Longtemps considéré comme un marché parallèle, le luxe d’occasion s’impose désormais comme l’un des moteurs les plus dynamiques de l’industrie haut de gamme. Selon une étude publiée en avril par Research and Markets, le marché mondial pourrait passer de 40,8 milliards de dollars en 2024 à 73,8 milliards de dollars d’ici 2030, soit un taux de croissance annuel composé de 10,4 %.
Cette progression confirme une transformation profonde des habitudes d’achat, portée par une nouvelle génération de consommateurs qui voit dans la seconde main bien plus qu’une alternative économique.
Les sacs iconiques en tête des transactions
Sans surprise, la maroquinerie demeure la catégorie reine du marché. Les sacs à main concentrent une large part des échanges, soutenus par la hausse continue des prix du neuf et par l’attrait intact des grandes maisons.
Parmi les références les plus recherchées figurent le Birkin d’Hermès, le Speedy de Louis Vuitton ou encore le Classic Flap de Chanel. Le segment des sacs et articles de maroquinerie devrait ainsi progresser de 11,6 % par an jusqu’en 2030 pour atteindre 33,4 milliards de dollars.

Montres, bijoux et pièces pointues séduisent les jeunes acheteurs
Le marché ne se limite plus aux classiques intemporels.
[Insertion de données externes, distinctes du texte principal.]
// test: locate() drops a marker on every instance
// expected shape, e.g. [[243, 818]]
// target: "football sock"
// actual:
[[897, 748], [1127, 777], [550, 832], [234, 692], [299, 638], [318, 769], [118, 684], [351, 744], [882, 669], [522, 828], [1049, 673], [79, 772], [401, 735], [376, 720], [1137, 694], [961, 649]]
Les montres et bijoux de prestige enregistrent eux aussi de fortes performances. Rolex conserve une position dominante, aux côtés de Cartier et Patek Philippe.
En parallèle, une nouvelle demande émerge autour des vêtements streetwear en édition limitée, des sneakers de créateurs et des pièces rares de haute couture. Des catégories plus affinitaires, particulièrement plébiscitées par la Gen Z et les millennials, souvent lors d’un premier achat dans l’univers du luxe.
Le segment de l’habillement devrait ainsi croître de 9,2 % par an entre 2024 et 2030.

Un changement culturel plus qu’un simple réflexe prix
Le succès du luxe d’occasion reflète une évolution plus large des mentalités. Pour les jeunes générations, acheter en seconde main ne relève plus uniquement d’une logique budgétaire. C’est aussi une manière d’exprimer son style, son individualité et son engagement en faveur d’une consommation plus responsable.
Le rapport souligne également que la revente est de plus en plus perçue comme un marqueur de réussite sociale. Posséder, revendre, collectionner : les articles de luxe circulent désormais comme de véritables actifs.

Des consommateurs experts et ultra-connectés
Autre caractéristique du secteur : le niveau d’exigence des acheteurs. Plus attentifs aux prix, mieux informés sur les marques et particulièrement à l’aise avec les outils numériques, les consommateurs du luxe d’occasion arbitrent leurs achats avec précision.
Recherche de bonnes affaires, chasse aux pièces rares, stratégie patrimoniale ou démarche éthique : leurs motivations se multiplient et redessinent les codes traditionnels du luxe.

La Chine accélère, les États-Unis restent stratégiques
Sur le plan géographique, les États-Unis représentaient 10,7 milliards de dollars de ventes en 2024. De son côté, la Chine pourrait atteindre 11,7 milliards de dollars d’ici 2030, avec une croissance annuelle estimée à 9,9 %.
Une montée en puissance qui confirme que le luxe d’occasion n’est plus un marché de niche, mais un pilier stratégique de la consommation mondiale haut de gamme.